Split Rock Development wants to build a 300,000-square-foot project over the ramp that would cost $85 million and feature office space, retail and a 62-unit condominium tower on a site that is, for all practical purposes, vacant. But to make the development work, the firm said it needs help from the city with parking.
“There is no way to support more development (in Monroe North) without more parking,” said Jack Buchanan, CEO of Blue Bridge Ventures LLC and lead investor in Split Rock.
Buchanan said Split Rock would build the ramp and finance that cost by buying bonds issued through the city’s Brownfield Authority. The firm would operate the ramp and keep the operating revenue generated. It would also collect the tax-increment financing (TIF) that the development produces, up to $14 million worth.
Tax-increment is the difference between a current property tax before a development goes in and the higher tax a project creates when it’s completed. An assessment decides that figure.
“There is no assurance that we will hit $14 million; we may only hit $8 million,” he said.
In return, Buchanan said, the city would get the title to the ramp, and its only obligation would be to apply to the state for the property’s brownfield status.
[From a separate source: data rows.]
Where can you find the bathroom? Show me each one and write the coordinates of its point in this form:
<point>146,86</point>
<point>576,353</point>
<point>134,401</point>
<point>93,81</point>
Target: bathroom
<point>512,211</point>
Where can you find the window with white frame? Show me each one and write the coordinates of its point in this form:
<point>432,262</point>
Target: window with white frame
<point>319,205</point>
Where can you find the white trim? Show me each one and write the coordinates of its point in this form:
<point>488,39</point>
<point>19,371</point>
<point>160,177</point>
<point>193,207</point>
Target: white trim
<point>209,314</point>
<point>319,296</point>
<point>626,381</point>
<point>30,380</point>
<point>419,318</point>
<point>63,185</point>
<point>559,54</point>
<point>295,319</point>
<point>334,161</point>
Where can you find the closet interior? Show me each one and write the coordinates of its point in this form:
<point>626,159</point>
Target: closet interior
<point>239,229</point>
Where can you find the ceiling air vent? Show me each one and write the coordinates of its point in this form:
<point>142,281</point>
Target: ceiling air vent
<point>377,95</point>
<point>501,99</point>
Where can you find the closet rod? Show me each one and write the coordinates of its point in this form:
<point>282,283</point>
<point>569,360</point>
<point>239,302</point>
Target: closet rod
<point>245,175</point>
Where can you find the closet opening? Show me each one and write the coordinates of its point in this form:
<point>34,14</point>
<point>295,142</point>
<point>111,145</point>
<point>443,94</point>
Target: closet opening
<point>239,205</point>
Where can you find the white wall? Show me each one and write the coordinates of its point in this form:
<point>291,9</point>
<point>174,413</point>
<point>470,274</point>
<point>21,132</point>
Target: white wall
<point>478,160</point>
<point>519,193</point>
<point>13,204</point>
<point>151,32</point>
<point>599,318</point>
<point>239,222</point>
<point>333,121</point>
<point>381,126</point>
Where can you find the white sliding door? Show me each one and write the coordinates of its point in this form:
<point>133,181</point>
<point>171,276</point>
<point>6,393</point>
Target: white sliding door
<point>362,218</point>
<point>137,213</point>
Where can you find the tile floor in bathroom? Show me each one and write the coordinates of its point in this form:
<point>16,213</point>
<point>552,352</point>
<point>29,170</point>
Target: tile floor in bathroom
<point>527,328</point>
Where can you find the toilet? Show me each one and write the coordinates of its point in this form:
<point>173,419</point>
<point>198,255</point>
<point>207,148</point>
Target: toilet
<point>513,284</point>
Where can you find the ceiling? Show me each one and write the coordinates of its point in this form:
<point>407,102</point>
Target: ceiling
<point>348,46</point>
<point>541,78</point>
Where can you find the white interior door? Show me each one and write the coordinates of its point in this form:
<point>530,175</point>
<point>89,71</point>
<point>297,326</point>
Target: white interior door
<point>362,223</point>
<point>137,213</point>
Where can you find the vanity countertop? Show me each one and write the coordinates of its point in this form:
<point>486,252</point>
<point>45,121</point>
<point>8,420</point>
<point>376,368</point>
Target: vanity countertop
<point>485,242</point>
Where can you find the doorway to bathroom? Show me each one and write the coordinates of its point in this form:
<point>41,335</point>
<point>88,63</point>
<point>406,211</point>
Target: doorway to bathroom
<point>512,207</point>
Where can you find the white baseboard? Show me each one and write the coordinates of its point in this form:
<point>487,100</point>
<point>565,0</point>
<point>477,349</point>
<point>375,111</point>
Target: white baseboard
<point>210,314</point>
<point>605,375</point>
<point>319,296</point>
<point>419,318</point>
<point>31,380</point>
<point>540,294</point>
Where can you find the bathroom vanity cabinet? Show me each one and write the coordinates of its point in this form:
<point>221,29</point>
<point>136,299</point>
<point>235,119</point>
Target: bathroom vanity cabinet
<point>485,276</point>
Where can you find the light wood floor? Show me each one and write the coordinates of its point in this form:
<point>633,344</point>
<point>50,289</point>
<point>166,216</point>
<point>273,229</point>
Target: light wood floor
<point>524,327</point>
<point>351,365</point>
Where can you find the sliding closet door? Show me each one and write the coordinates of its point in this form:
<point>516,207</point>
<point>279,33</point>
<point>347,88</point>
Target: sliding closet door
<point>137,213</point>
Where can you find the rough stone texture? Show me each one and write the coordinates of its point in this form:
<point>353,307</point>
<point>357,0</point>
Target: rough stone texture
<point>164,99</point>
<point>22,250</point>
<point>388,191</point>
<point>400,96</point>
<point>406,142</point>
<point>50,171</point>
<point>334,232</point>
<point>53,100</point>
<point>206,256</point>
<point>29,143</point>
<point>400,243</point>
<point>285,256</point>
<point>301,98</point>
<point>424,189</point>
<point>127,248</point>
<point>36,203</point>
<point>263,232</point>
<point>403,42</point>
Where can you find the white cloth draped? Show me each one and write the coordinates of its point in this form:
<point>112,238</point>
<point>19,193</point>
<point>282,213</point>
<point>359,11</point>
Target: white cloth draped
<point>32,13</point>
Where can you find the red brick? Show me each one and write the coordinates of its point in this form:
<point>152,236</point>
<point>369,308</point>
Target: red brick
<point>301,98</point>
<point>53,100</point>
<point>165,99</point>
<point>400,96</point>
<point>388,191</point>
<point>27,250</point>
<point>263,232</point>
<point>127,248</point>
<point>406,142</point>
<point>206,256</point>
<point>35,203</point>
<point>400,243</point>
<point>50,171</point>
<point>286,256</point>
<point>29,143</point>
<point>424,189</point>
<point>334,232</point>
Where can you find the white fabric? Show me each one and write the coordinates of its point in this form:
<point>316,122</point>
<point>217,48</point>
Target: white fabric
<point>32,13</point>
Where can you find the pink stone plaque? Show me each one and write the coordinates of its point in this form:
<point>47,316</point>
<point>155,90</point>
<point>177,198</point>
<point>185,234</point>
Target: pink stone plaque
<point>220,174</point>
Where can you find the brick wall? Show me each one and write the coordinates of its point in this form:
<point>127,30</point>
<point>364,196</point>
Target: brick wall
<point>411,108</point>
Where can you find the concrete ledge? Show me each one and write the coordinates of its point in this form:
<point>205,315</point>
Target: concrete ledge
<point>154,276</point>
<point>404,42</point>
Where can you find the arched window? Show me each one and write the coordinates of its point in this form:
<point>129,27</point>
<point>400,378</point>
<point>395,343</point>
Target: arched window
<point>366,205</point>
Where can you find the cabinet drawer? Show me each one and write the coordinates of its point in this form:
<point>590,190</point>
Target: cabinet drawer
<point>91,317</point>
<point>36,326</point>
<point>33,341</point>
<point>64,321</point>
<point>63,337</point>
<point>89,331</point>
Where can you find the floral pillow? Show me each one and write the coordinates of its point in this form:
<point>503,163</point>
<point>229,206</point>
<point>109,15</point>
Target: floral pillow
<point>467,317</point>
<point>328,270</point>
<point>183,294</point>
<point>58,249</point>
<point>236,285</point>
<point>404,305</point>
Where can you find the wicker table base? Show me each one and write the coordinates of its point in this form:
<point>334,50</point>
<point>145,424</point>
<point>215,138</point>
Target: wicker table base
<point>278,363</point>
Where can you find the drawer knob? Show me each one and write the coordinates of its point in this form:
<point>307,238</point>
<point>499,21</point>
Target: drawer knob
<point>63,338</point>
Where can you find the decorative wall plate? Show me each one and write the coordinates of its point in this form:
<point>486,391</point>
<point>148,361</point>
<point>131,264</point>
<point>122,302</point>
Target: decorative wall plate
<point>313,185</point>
He added that he wants the city to own the ramp for two reasons: It would be off the tax roll and it would qualify for TIF.
“The TIF helps offset the cost of the garage,” said Buchanan.
As for the city’s objections, Buchanan said he couldn’t provide a hard cost for the ramp yet because Split Rock would have to spend millions to determine that amount, and the firm couldn’t afford to do that without the city confirming that it will go along with the deal.
He said an estimate from Owens-Ames-Kimball, a general contractor that has built at least one ramp for the city, placed the cost at $24 million. But Buchanan added that there were 7.5 feet of bedrock under the surface that had to be drilled through and the soil was polluted, so further engineering work on that site was necessary.
“Nobody knows how much it’s going to cost yet,” he said. “There is no way to know the exact cost until we get into it.”
Buchanan argued that the project does qualify for brownfield status because the act says a facility “can be owned or used” by a municipality, and not necessarily operated by one — and the city would own this one.
Then Buchanan said the city wouldn’t be in default if Split Rock missed a bond payment because the firm would be both the holder of the non-rated bonds and the developer of the project on the property.
“These will be tough bonds to sell, so Split Rock will have to buy them,” said Buchanan.
Talks between the city and Split Rock on the latest proposal are expected to continue into March. A progress report on the discussions is expected to be made at the next meeting of the city’s Economic Development Project Team.
“Instead of scrambling for parking, we want to put it in up front,” said Buchanan of the garage. “(The city) has a tax base being built above it.”